Défusion : la solution ou le problème?
C’est à la suite de l’annonce du nouveau conseil exécutif et de la désignation de Michael Applebaum au titre de maire par intérim de Montréal que le maire Coutu a tenu ces propos.
Rappelons que, quelques jours avant l’annonce de la démission du maire Tremblay, M. Coutu avait déclaré à l’Avenir de l’Est ne pas accorder sa confiance à M. Applebaum dans l’éventualité ou celui-ci prenait la tête de la Ville. « J’ai de gros doutes qu’Applebaum puisse changer quoi que ce soit, et les autres maires de banlieue aussi en doutent. Ça va prendre un coup de barre important pour changer les choses. »
Maintenant que les élus de Montréal ont choisi M. Applebaum plutôt que Richard Deschamps au titre de maire, M. Coutu affirme qu’un « ou l’autre, ça ne me dérange pas. Je veux que ça fonctionne ».
« C’est un problème de processus. Les maires des villes liées n’ont pas pu voter [pour le nouveau maire de Montréal], explique M. Coutu. M. Applebaum parle de coalitions, mais il pense juste aux parties. À Montréal, il y a un quatrième parti, celui des villes liées. Nous aurions apprécié un peu plus d’ouverture de sa part. »
Ce que le maire voudrait, c’est « un conseil d’agglomération sur lequel siégeraient les 35 représentants des villes [liées et des arrondissements] et l’abolition du conseil de Ville de Montréal. Il y a trop de paliers, trop de structures. » M. Coutu demande même des changements au sein du conseil exécutif. « Il y a 15 maires [des villes liées], mais 87 % des votes sont pour Montréal. Ce n’est pas de la démocratie. On vote contre et ça passe pareil. »
La mairesse répond
Sa voisine, la mairesse de l’arrondissement Rivière-des-Prairies–Pointe-aux-Trembles, Chantal Rouleau, admet que la structure de la métropole est lourde, mais elle refuse de prendre position. Elle attribue cette lourdeur aux défusions; « les fusions ont bien fonctionné partout sauf à Montréal », fait-elle remarqué. Mais faut-il abolir le conseil de ville pour autant?
« Bonne question, répond la mairesse. Il faut y réfléchir. C’est vrai qu’il y a beaucoup de structures et d’élus à Montréal. Il y a un cheminement à faire pour trouver comment travailler tous ensemble.

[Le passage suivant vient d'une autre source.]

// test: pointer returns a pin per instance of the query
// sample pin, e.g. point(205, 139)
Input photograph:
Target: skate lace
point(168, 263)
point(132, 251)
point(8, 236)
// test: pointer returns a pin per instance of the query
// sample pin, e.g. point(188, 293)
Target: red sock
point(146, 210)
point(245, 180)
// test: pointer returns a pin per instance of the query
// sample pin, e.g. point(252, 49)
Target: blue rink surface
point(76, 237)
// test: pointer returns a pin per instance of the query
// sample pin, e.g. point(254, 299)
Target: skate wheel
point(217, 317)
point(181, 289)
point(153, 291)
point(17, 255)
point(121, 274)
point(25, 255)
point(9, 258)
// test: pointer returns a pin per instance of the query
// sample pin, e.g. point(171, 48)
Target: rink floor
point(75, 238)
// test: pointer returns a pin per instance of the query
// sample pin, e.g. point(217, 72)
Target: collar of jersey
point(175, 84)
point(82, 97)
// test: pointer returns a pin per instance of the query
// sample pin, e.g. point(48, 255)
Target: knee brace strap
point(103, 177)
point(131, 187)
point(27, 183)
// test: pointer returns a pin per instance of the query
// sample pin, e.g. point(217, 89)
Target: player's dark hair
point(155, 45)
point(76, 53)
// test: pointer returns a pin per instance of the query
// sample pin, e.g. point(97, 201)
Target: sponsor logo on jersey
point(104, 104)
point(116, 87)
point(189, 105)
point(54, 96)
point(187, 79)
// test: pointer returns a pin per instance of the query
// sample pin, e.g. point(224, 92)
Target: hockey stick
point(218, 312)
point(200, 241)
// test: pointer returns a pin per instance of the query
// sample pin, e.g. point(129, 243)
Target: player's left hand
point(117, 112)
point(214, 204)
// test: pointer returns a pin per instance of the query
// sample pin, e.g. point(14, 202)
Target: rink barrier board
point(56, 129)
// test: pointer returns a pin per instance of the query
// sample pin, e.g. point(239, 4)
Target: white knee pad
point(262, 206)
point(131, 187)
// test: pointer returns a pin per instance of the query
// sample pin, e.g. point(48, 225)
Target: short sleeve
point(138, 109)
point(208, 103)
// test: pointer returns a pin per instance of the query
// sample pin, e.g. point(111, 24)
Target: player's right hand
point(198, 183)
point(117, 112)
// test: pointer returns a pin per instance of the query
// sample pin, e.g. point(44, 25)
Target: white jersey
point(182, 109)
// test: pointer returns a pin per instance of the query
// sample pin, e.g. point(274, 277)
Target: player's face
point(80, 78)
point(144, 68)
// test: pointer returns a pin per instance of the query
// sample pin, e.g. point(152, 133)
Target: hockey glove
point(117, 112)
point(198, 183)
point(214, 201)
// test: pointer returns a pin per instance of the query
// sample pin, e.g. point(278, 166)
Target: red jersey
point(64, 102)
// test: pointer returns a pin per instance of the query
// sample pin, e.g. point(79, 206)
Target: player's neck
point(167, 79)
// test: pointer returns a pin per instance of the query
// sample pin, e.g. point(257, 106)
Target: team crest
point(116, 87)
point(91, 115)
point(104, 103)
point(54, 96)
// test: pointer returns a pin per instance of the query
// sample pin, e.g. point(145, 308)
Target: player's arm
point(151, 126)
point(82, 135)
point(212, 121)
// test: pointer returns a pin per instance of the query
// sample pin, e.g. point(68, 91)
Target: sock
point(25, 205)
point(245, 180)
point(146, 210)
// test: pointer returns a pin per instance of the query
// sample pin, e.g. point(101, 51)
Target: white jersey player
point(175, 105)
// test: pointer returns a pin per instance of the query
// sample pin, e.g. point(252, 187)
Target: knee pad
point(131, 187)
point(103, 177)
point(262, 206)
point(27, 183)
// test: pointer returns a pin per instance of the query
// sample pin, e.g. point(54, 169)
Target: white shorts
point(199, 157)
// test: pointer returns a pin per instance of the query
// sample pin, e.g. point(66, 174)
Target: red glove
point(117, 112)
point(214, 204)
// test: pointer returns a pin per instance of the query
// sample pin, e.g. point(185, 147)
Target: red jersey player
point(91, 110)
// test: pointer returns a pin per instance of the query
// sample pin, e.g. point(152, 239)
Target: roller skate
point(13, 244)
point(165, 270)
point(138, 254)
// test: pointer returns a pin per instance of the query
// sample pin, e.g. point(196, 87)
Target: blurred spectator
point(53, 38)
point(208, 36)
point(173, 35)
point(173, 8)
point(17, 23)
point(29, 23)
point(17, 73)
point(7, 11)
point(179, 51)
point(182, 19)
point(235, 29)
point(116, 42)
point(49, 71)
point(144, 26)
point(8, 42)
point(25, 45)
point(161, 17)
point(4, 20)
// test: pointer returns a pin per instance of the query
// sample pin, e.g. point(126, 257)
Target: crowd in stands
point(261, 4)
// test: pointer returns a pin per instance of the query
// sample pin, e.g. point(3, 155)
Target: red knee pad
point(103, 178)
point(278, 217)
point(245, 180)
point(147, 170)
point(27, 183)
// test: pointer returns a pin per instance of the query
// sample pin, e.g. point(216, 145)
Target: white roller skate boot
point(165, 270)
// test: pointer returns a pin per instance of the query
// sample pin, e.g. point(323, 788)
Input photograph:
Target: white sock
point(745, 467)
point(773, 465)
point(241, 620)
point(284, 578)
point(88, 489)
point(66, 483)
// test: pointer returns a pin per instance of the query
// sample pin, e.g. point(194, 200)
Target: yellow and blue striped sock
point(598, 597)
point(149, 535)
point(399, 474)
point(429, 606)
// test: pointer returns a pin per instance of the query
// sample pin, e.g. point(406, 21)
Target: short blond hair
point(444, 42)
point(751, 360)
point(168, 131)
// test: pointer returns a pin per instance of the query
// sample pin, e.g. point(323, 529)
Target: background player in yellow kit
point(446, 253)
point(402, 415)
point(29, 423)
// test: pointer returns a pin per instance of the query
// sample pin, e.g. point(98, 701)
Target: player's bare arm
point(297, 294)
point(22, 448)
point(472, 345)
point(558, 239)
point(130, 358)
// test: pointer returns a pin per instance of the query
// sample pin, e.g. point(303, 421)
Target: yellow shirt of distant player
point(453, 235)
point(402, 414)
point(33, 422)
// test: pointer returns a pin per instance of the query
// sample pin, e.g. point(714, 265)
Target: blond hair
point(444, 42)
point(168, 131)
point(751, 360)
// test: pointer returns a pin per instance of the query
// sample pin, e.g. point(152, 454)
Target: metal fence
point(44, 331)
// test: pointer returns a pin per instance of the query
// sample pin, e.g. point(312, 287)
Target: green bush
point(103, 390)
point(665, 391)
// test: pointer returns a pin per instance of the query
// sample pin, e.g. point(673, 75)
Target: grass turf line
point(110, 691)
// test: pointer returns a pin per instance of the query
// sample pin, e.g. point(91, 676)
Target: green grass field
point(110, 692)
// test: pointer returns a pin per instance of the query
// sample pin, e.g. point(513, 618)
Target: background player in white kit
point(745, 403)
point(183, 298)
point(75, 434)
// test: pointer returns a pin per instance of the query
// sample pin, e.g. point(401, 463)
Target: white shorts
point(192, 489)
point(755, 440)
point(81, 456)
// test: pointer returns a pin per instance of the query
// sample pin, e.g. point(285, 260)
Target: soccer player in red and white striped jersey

Ça prend une réflexion et du leadership. »
La mairesse croit d’ailleurs que le processus en cours – la démission du maire Tremblay, le conseil exécutif de coalition et le ménage dans le processus d’attribution des contrats – permet de voir, et éventuellement d’améliorer, le fonctionnement de la Ville de l’intérieur.
Une structure municipale lourde
En ce moment, la Ville de Montréal compte cinq paliers. À la base de la structure municipale actuelle se trouvent les 19 conseils d’arrondissement qui s’occupe des pouvoirs de portée locale, tels l’urbanisme, la collecte des déchets, le déneigement, la culture, les parcs, etc. En plus de la mairesse, quelques conseillers siègent au conseil d’arrondissement et au conseil de Ville, qui constitue le deuxième échelon de la structure. Ce dernier est composé de 65 élus qui exercent un pouvoir sur la sécurité publique, les programmes de subvention, le plan d’urbanisme, etc.
Alors que le conseil municipal n’a juridiction que sur le territoire de la Ville de Montréal, le conseil d’agglomération a, pour sa part, une juridiction plus large qui domine l’ensemble du territoire de l’Île de Montréal, incluant les villes liées. Il est composé de 31 élus (15 élus de Montréal, 15 élus des villes reconstituées). « Les représentants montréalais détiennent environ 87 % des votes au conseil d’agglomération, tandis que ceux des 15 villes reconstituées ont, collectivement, environ 13 % des votes. Ces pourcentages sont proportionnels au poids démographique respectif de chacune des villes sur l’île », peut-on lire sur le site de la Ville de Montréal.
Le conseil d’agglomération règle les questions relatives à l’évaluation foncière, les services de sécurité, le logement social, le plan de gestion des matières résiduelles, l’alimentation en eau, le transport collectif, etc. Près de la moitié du budget de Montréal-Est est remis à l’agglomération pour financer ces services.
Le conseil exécutif, qui relève directement du conseil municipal, exerce des pouvoirs non seulement sur les services locaux, mais également sur ceux de l’agglomération. Enfin, le dernier palier est celui du maire de Montréal.